In twenty-fifteen, the US Environmental Protection Agency pledged to reduce by nearly a third, CO2 emissions from power plants, by twenty-thirty through its ‘Clean Power Plan’ initiative. But under the Trump administration, the EPA proposed repealing this plan to curb climate change. And similarly, while under the Obama administration, the US Department Of Transportation, DOT, proposed CO2 pollution and fuel economy standards intended to cut emissions into the twenty-twenties, but under the Trump administration, the DOT is working to roll back those clean vehicle safeguards that protect the climate and our health. Fortunately, state and industry leaders recognize that clean transportation must remain a priority if we are to address climate change and protect public health. Regional efforts are helping to boost the electric car market, which saw a substantial increase in sales between twenty-sixteen and seventeen, and Wind Power employment grew by thirty-two percent, while solar-power jobs increased by twenty-five percent. Globally, at the United Nations Conference on Climate Change in Paris, a hundred and ninety-five countries, including the United States, at the time, agreed on pollution emission reduction provisions, with a goal of preventing the average global temperature from rising more than one-and-a-half degrees Celsius above the pre-industrial age average. As scientists believe we must remain below a two-degree increase to avoid catastrophic climate change impacts.
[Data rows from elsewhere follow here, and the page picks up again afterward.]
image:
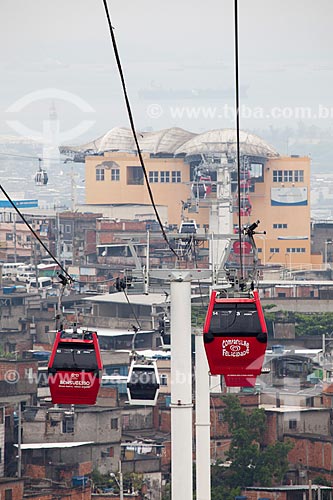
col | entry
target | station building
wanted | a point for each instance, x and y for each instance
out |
(182, 170)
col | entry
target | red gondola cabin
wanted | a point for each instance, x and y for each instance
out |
(235, 339)
(74, 370)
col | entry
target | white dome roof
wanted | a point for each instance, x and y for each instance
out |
(176, 141)
(224, 141)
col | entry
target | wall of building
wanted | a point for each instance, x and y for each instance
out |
(13, 485)
(283, 221)
(109, 191)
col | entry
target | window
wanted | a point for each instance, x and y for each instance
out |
(176, 176)
(299, 176)
(114, 423)
(257, 171)
(292, 424)
(99, 174)
(134, 176)
(68, 424)
(115, 174)
(295, 250)
(220, 416)
(165, 176)
(153, 176)
(287, 176)
(277, 175)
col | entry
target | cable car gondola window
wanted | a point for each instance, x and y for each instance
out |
(235, 319)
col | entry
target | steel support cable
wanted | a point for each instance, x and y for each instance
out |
(131, 120)
(237, 138)
(69, 277)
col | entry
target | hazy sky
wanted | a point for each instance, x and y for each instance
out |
(178, 60)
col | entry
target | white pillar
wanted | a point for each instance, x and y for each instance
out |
(181, 391)
(202, 421)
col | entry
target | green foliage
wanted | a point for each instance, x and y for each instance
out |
(320, 480)
(252, 463)
(166, 492)
(131, 481)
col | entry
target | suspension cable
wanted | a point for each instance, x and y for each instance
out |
(237, 138)
(131, 120)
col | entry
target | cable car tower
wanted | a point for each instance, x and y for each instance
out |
(41, 177)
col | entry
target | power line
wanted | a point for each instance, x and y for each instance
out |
(237, 137)
(131, 120)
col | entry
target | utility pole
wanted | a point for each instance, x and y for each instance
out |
(202, 420)
(19, 441)
(121, 483)
(181, 378)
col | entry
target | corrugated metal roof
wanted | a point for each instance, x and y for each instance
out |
(69, 444)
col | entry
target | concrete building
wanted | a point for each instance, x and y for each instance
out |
(272, 188)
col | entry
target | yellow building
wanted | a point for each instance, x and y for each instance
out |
(117, 178)
(278, 191)
(281, 201)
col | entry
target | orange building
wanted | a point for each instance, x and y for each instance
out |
(276, 190)
(281, 201)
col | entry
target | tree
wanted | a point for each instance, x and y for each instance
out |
(252, 463)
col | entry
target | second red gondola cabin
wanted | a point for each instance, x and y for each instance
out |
(74, 370)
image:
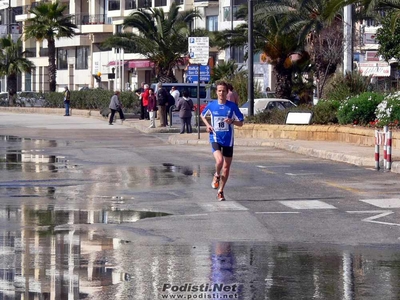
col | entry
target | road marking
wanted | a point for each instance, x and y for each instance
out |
(307, 204)
(384, 203)
(346, 188)
(302, 174)
(278, 166)
(277, 212)
(197, 215)
(268, 172)
(381, 214)
(222, 206)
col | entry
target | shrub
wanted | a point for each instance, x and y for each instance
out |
(344, 86)
(93, 99)
(325, 112)
(359, 109)
(275, 116)
(388, 111)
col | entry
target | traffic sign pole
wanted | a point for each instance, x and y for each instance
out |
(198, 104)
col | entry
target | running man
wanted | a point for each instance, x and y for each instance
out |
(224, 115)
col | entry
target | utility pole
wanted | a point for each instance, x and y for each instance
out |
(348, 39)
(250, 66)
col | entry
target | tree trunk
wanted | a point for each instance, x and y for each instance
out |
(283, 81)
(52, 68)
(12, 88)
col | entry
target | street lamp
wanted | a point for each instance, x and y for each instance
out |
(250, 88)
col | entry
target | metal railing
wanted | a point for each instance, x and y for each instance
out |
(114, 5)
(130, 4)
(91, 19)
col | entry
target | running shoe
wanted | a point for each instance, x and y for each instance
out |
(215, 182)
(220, 196)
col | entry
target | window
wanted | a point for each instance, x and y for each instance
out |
(238, 54)
(62, 63)
(81, 59)
(158, 3)
(227, 13)
(212, 23)
(114, 5)
(131, 4)
(144, 3)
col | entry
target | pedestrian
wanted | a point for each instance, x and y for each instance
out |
(162, 100)
(224, 115)
(67, 99)
(116, 105)
(232, 95)
(152, 108)
(175, 93)
(145, 101)
(185, 108)
(139, 93)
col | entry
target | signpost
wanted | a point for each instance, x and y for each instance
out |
(199, 52)
(192, 74)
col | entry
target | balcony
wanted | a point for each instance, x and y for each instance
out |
(130, 4)
(30, 52)
(144, 3)
(93, 23)
(114, 5)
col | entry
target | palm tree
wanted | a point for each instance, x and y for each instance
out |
(13, 62)
(162, 37)
(270, 39)
(317, 24)
(50, 23)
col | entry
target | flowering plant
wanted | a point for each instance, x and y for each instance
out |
(388, 111)
(359, 110)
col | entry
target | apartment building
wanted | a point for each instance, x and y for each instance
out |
(81, 59)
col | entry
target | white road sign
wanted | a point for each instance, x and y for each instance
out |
(199, 50)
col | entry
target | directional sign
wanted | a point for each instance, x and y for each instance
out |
(4, 4)
(195, 79)
(199, 50)
(193, 74)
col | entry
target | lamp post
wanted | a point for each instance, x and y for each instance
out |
(250, 87)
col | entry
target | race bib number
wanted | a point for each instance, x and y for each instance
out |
(220, 125)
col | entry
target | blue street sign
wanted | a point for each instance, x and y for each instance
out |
(194, 79)
(193, 73)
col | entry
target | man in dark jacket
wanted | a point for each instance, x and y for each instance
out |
(162, 99)
(139, 93)
(185, 107)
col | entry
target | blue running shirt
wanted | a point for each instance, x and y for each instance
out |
(223, 132)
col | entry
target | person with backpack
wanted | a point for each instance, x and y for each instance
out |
(185, 108)
(162, 100)
(173, 97)
(67, 99)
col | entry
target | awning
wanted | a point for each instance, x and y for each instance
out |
(140, 64)
(376, 69)
(116, 62)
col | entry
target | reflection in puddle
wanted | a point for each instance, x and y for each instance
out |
(69, 263)
(30, 161)
(77, 264)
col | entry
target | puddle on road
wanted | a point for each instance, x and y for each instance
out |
(30, 161)
(79, 264)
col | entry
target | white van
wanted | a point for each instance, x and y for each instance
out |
(205, 91)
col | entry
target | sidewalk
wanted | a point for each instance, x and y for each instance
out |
(343, 152)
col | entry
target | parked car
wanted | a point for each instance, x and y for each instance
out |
(263, 104)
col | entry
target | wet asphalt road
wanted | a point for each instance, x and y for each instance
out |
(95, 211)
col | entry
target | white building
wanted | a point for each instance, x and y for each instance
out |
(80, 59)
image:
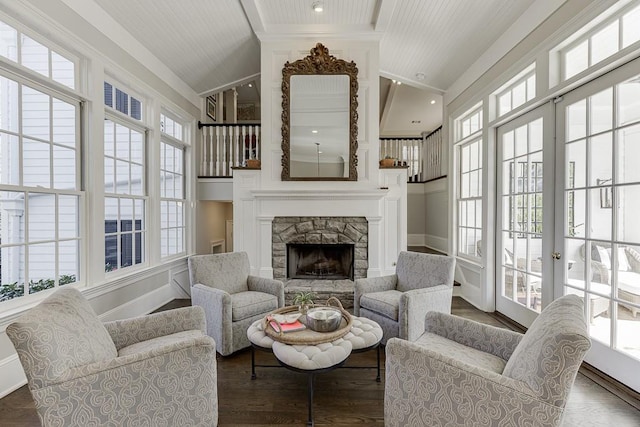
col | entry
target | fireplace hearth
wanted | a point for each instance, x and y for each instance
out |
(320, 261)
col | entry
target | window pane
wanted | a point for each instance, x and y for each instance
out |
(9, 106)
(62, 70)
(631, 27)
(629, 101)
(628, 154)
(68, 221)
(42, 271)
(68, 262)
(604, 43)
(64, 123)
(9, 159)
(600, 210)
(576, 60)
(8, 42)
(601, 111)
(36, 163)
(577, 120)
(628, 203)
(600, 158)
(12, 214)
(35, 56)
(35, 113)
(42, 224)
(64, 168)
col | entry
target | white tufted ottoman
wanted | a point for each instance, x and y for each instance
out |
(365, 335)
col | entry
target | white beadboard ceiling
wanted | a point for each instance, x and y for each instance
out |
(213, 45)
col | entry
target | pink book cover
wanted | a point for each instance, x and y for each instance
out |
(287, 327)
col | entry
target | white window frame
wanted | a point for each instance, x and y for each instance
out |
(176, 141)
(127, 122)
(50, 89)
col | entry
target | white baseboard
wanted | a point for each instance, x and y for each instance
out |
(12, 375)
(144, 304)
(416, 240)
(438, 243)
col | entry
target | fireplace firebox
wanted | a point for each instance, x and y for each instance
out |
(320, 261)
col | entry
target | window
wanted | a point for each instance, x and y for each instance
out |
(172, 194)
(125, 194)
(470, 198)
(518, 91)
(40, 201)
(468, 131)
(26, 51)
(120, 100)
(600, 42)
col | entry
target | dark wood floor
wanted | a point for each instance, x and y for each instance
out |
(344, 397)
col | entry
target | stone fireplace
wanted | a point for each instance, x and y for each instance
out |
(319, 248)
(311, 261)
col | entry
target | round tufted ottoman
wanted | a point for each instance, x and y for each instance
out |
(365, 335)
(312, 359)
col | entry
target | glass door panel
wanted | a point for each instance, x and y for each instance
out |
(598, 134)
(523, 197)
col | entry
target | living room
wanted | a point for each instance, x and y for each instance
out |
(130, 245)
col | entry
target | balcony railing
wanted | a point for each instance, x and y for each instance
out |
(227, 145)
(406, 152)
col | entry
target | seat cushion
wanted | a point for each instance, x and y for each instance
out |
(61, 333)
(553, 346)
(461, 352)
(251, 303)
(385, 303)
(143, 346)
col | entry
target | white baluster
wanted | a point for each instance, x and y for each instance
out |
(212, 133)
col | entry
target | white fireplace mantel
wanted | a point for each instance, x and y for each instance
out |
(319, 194)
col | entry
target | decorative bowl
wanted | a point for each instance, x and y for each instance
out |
(323, 319)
And while in twenty-seventeen, President Trump announced that his country was withdrawing from the Paris climate change agreement to eliminate “harmful and unnecessary policies, such as the Climate Action Plan”, the American people are forging ahead without him. Through initiatives like the US Climate Alliance and the Regional Greenhouse Gas Initiative, America is still participating. And Climate Mayors, state, business, and local political leaders have pledged to honor and uphold the goals of the Paris Agreement. More than twenty-five cities in seventeen states, with populations totaling more than five million, have adopted resolutions that will enable them to produce a hundred percent of their electricity from renewable sources such as wind and solar power. Additionally, a new initiative from former New York City mayor Michael Bloomberg, who has registered in Alabama to run for the presidency in upcoming elections, gives the urban sector of this movement a boost. He is asking mayors from the most populous cities in the country to share their plans for making their buildings and transportation systems run more cleanly and efficiently. The twenty cities that show the greatest potential for curbing dangerous CO2 pollution that’s driving climate change will share in a technical assistance fund provided by his philanthropies and partners. Individual efforts at curbing climate change can be achieved by making conserving energy a part of the daily routine. When shopping for refrigerators, washers, and dryers in America, or throughout the English-speaking Caribbean, choosing products with the US government’s “Energy Star” label that meet a higher standard for energy efficiency than the minimum federal requirements, can make an appreciable difference if a sufficient number of residents undertake to look for cars with the highest gas mileage and lowest emissions.